Huawei seems to think that’s exactly the case, and that the Kirin chip inside the Huawei Mate 10 Pro, the flagship phones that US carriers are not allowed to sell, is able to steer clear a car from objects that might appear down the road.
What Huawei set out to do before MWC kicked off next week was to equip a Porsche Panamera with a Mate 10 Pro processor in the hopes of turning it into a self-driving vehicle. And it only had five weeks to do it.
As you can see in the brief video below, Huawei’s AI has been trained to recognize cats and dogs, and the prototype driverless car does avoid a dog in testing.
https://www.youtube.com/watch?v=JBGRRx-aSpU
That doesn’t mean Huawei is ready to launch self-driving cars of its own in the future. The test only shows the vehicle avoiding an obstacle during a test drive. In actual driving conditions, there are plenty of different things AI would have to monitor at the same time, not just the dog or cat that might pop up every now and again in front of the vehicle.
But if a chip used in a high-end 2017 Android device can power self-driving cars then future Kirin chips may do an even better job.

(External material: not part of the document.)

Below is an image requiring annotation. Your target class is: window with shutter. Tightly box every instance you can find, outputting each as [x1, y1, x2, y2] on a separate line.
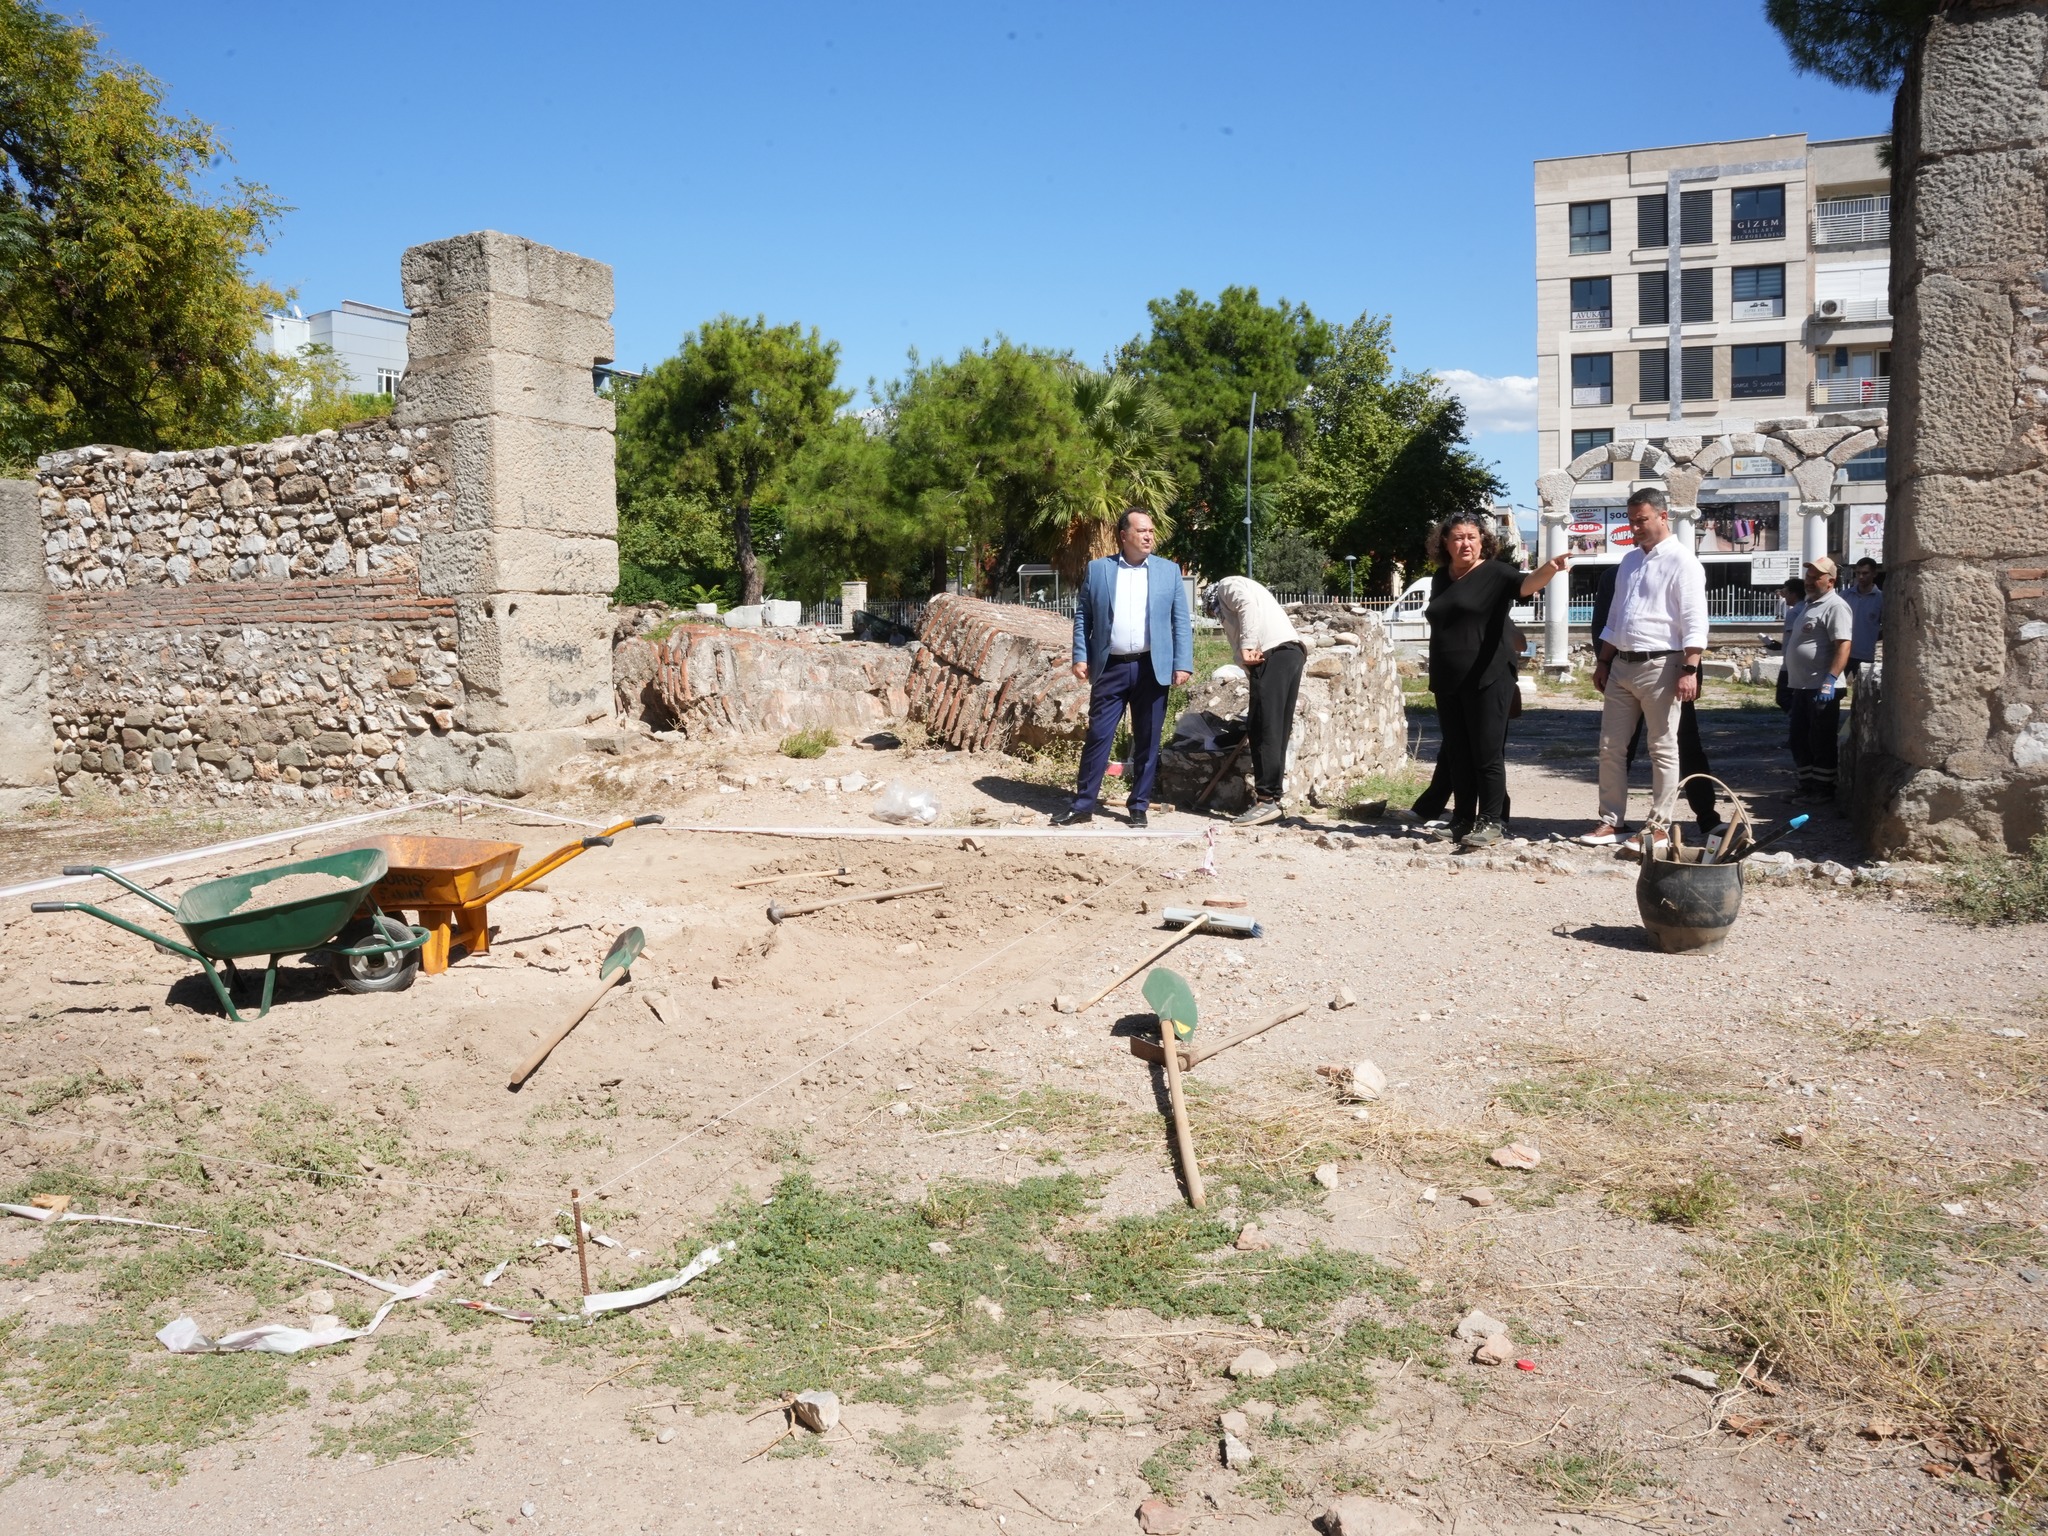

The same goes for next-gen versions of the high-end mobile and desktop chips in use right now.
There’s one other point the video makes, that Huawei’s object recognition tech sophisticated enough to pull off these kind of tricks, and should work great on the Mate 10 Pro and its successors.
Huawei’s mobile and self-driving innovations will be on display at MWC this year, so we’ll be able to check them out real soon.